Le mal-être au travail s’accroît dans l’indifférence

Les conditions de travail, le mode de management mais aussi le comportement individuel sont à  l’origine du mal. Sur le plan individuel, la peur, l’ignorance et le manque de confiance entretiennent le cercle vicieux stress-souffrance.

Les problèmes de santé mentale au travail sont en augmentation et touchent 20% des salariés au sein des pays de l’Organisation de coopération et de développement économiques (OCDE). C’est ce qui est souligné dans le dernier rapport de l’organisation rendu public il y a une année. D’après cette enquête, baptisée «Mal-être au travail ? Mythes et réalités sur la santé mentale et l’emploi», un travailleur sur cinq souffre de troubles mentaux, comme la dépression ou l’anxiété, et beaucoup peinent à s’en sortir dans les 34 pays de la zone. L’OCDE affirme que la proportion de travailleurs exposés au stress ou à des tensions sur leur lieu de travail a augmenté dans l’ensemble des pays de la zone au cours de la dernière décennie.
Au Maroc, faute d’avoir un baromètre sur la santé au travail, c’est le silence total. Pourtant, le monde du travail est ici comme ailleurs exposé à ce type de problèmes. Ahmed Al Motamassik, sociologue d’entreprise, assure qu’«il est important d’améliorer la qualité de travail des collaborateurs, l’efficacité en termes de communication et surtout de s’appuyer sur la capacité des gens à travailler en collectivité et améliorer la qualité de vie en collectivité».
Mohssine Benzakour, psychosociologue, abonde dans le même sens. A son avis, le management doit favoriser «le développement d’une vision partagée, mettre en œuvre et en vie des valeurs communes…, réhabiliter la personne humaine au cœur des organisations».

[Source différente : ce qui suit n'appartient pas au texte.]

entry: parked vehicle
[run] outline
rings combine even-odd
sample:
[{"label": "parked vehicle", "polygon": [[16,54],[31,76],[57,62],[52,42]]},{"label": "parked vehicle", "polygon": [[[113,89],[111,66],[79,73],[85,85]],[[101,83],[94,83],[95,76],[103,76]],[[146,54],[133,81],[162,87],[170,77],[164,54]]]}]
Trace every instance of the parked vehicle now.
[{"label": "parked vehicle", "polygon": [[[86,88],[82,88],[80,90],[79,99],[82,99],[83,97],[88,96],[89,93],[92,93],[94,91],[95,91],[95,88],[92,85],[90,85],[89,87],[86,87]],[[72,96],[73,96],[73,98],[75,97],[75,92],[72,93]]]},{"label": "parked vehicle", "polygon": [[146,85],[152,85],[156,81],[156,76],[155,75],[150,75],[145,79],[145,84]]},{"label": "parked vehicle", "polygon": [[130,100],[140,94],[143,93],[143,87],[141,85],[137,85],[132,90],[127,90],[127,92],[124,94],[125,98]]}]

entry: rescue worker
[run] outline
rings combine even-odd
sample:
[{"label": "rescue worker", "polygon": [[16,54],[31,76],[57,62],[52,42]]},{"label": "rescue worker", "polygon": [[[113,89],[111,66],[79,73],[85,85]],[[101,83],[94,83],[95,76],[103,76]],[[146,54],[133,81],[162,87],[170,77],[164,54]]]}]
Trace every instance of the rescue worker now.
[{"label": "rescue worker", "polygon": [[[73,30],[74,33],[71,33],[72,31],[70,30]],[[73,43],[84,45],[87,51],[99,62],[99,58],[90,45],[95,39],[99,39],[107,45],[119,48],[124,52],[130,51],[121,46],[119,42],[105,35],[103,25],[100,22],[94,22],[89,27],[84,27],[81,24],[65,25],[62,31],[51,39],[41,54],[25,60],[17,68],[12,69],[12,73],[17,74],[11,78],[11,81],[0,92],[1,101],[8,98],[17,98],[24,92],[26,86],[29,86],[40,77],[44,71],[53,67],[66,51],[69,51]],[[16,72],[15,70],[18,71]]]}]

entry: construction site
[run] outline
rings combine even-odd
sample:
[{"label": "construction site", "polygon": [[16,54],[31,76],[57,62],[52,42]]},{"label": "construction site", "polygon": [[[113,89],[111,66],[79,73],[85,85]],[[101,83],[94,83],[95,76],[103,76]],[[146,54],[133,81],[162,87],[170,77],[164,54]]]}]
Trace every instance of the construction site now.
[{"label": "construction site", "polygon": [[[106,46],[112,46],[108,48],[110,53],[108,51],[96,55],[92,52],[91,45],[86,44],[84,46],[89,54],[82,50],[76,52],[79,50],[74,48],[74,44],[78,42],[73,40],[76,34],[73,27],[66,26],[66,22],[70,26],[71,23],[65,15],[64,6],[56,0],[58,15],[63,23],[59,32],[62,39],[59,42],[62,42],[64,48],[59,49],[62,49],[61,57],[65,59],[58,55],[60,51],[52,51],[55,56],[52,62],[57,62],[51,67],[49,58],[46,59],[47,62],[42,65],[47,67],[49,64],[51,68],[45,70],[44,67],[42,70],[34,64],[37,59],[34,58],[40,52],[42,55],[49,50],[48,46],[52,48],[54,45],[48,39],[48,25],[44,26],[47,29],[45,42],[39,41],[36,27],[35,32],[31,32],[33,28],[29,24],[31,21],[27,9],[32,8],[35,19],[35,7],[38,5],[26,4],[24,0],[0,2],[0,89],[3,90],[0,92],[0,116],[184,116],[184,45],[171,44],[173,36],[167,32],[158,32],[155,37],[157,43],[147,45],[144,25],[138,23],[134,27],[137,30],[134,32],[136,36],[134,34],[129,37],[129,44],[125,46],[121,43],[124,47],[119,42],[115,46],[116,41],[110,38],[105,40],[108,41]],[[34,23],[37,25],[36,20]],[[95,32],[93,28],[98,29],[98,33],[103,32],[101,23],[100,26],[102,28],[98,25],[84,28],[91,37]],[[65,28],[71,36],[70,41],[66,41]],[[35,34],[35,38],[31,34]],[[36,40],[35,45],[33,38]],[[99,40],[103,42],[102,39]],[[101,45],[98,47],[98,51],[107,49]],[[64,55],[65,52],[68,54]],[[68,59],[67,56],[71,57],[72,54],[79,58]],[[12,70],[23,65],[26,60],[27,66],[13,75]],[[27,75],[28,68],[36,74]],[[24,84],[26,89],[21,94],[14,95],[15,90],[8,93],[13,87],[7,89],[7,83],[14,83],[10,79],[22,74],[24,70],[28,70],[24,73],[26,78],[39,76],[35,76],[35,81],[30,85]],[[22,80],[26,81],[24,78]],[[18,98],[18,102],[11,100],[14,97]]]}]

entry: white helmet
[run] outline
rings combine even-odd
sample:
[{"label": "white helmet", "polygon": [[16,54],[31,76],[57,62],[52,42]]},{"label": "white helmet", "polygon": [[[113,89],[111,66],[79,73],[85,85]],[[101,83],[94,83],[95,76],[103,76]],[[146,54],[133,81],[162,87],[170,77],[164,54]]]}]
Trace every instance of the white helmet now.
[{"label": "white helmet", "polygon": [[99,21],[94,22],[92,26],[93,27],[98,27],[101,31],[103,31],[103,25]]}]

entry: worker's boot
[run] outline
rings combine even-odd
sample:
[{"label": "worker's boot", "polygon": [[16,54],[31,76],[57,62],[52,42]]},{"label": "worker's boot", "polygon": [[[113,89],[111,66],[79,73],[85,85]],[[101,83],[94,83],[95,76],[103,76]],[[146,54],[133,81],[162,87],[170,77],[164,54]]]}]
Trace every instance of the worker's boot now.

La solution est aussi individuelle. Il est important de se mettre au travail pour clarifier en soi tout ce qui est de nature à parasiter notre lucidité et notre capacité à se mettre en action.
Les spécialistes des ressources humaines disent à ce propos que le monde de l’entreprise a tout intérêt à favoriser et à encourager toute initiative de démarche qui serait de nature à permettre aux cadres et salariés de se développer sur le plan personnel. Le problème, à ce jour, est que même si certaines grandes entreprises, les multinationales en particulier, ont élaboré des chartes de bonne conduite, cette violence sociale, difficilement démontrable, reste, malgré le code du travail, toujours totalement impunie dans la grande majorité des entreprises. Les salariés devront-ils encore accepter brimades, humiliations, discriminations… ? Cette violence tue (des études étrangères l’ont démontré) des salariés détruits et fatigués d’être reniés chaque jour dans leur dignité.